Jimi Hendrix fuma da un poster vicino alla finestra. Dalla strada, una tiepida luce illumina un posacenere già pieno di cicche e accende le pareti gialle e arancioni del Pavarotti Musik Center. Al bancone della caffetteria, un rocker sulla quarantina aspira una boccata da una sigaretta, guardato a vista da Mick Jagger , Kurt Cobain e Bob Marley. Appese più in là ci sono, in bianco e nero, anche le foto di Maria Callas e Luciano Pavarotti. Il tenore modenese è venuto una sola volta qui, nel 1997. Dovettero cambiare l’elicottero che lo avrebbe portato a Mostar da Split, perché quello previsto era troppo piccolo. Ci rimase un solo giorno, ma molti ricordano con affetto il suo sguardo pieno d’energia. Una bambina gira intorno con i pattini, mentre alcuni ragazzi entrano con le custodie della chitarra sulle spalle e si dirigno alle sale prove. “Noi non abbiamo cominciato la guerra, quindi vogliamo tornare ad essere uniti come prima”, mi grida nella sala di registrazione Amar Santjc, il diciassettenne chitarrista del gruppo Kuro Sawa. “È una cosa grandiosa checi abbiano mischiati, gente di diverse origini e religioni”, aggiunge Manuela Zulj, la giovane cantante degli Zurks. Un po’ impacciati, chiedono di poter riprendere le prove e vanno via.
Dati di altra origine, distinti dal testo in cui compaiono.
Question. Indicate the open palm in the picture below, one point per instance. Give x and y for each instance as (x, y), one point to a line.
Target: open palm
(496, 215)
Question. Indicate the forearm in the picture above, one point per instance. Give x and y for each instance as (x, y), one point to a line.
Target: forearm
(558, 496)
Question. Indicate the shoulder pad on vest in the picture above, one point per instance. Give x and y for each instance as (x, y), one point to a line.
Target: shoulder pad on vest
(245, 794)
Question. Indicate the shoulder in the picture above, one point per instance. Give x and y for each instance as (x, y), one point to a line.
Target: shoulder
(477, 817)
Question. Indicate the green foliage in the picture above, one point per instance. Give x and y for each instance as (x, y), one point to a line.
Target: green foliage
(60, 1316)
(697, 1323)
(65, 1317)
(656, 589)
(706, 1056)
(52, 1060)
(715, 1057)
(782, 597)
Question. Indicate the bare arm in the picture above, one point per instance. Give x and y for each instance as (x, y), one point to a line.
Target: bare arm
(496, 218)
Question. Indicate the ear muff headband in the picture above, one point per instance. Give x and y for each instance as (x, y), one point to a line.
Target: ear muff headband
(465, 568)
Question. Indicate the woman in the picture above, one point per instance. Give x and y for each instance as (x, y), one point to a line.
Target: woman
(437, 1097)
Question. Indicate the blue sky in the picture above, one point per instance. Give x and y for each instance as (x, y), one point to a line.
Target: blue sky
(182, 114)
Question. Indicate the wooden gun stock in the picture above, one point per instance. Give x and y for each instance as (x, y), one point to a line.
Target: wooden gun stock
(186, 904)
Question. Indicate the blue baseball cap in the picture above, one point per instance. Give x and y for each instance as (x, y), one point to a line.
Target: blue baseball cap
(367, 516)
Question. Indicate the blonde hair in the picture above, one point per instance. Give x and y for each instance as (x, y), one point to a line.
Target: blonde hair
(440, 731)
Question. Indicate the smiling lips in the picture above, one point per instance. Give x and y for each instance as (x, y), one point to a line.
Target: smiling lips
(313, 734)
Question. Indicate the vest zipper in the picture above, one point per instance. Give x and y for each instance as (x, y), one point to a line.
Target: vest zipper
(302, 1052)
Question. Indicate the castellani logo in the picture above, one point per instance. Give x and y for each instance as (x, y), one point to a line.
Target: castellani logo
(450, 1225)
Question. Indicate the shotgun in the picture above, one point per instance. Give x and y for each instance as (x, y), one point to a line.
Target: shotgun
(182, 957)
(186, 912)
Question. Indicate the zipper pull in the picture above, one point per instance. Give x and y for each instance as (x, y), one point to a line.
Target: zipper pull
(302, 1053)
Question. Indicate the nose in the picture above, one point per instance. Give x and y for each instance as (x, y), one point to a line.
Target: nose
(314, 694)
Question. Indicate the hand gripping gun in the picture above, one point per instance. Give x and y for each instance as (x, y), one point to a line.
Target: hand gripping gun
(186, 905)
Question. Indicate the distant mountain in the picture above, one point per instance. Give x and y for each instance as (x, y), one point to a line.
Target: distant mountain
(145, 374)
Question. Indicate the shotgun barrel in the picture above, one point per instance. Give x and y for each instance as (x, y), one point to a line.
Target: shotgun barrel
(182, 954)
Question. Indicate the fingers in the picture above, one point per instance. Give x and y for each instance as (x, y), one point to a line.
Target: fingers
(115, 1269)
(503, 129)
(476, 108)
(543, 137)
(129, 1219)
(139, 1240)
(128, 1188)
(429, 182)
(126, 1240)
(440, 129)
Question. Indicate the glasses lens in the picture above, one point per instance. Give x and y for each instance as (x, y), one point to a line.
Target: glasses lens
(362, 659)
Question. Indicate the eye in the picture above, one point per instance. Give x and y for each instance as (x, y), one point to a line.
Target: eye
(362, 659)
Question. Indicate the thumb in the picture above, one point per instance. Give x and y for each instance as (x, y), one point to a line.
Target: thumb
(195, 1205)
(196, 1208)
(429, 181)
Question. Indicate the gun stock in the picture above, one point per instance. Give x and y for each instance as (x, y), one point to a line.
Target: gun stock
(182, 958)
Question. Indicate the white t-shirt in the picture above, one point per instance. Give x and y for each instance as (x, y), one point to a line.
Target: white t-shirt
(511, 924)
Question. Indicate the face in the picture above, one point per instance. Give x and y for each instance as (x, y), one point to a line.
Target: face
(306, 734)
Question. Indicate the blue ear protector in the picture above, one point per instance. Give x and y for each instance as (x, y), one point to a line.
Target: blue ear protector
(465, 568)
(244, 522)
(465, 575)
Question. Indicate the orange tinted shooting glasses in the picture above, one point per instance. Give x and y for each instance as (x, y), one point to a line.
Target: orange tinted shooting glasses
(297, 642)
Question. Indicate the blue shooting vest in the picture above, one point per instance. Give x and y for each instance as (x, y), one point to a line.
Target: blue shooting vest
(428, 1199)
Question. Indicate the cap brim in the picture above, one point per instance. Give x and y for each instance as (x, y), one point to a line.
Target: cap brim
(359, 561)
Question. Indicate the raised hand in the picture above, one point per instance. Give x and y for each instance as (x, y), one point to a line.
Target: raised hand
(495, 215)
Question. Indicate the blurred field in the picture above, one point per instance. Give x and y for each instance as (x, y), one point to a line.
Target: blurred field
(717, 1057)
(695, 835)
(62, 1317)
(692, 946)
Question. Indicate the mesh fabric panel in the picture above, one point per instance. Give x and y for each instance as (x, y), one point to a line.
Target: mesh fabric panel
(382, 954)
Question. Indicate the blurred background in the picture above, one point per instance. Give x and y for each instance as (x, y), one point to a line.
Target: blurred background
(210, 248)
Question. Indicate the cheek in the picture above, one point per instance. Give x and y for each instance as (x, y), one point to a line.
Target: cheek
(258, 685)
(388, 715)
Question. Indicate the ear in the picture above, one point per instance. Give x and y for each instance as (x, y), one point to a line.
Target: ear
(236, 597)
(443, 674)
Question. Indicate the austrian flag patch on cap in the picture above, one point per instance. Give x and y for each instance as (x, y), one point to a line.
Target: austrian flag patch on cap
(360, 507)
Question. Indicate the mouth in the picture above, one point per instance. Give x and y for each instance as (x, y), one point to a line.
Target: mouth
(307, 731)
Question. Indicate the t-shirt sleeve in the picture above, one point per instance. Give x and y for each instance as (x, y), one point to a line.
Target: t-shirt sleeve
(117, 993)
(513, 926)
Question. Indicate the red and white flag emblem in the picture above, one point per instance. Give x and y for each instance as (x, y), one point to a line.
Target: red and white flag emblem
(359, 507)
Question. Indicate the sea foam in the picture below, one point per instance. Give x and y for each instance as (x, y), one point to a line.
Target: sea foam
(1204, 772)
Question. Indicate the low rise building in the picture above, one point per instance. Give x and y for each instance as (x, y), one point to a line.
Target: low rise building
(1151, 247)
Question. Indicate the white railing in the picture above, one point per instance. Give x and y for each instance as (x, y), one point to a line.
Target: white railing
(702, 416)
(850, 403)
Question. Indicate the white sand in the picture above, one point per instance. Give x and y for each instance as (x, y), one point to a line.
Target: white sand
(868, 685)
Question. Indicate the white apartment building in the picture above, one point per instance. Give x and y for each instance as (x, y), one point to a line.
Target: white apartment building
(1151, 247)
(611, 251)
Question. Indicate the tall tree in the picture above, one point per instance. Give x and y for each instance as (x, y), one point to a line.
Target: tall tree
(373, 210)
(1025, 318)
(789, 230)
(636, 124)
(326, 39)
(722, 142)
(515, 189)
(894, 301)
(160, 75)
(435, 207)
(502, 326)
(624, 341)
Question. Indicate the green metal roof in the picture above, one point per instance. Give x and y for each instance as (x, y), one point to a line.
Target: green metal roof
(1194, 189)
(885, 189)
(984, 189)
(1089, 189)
“Credo che la chiave per la riconciliazione siano progetti come questi”, mi ribadisce Oha, mentre la sua compagna lo avvisa che il concerto sta per iniziare. “Bisogna dare alle nuove generazioni la possibilità di avvicinarsi, di conoscersi. Affinchè capiscano che l’unica differenza che li separa è il loro nome”. Per questo, ha chiamato sua figlia Luna. “Ero stanco che tutti i nomi appartenessero a religioni, etnie, nazioni”, mi dice mentre si muove verso lo scenario del concerto. “Così abbiamo scelto un nome che non esiste su questo pianeta”.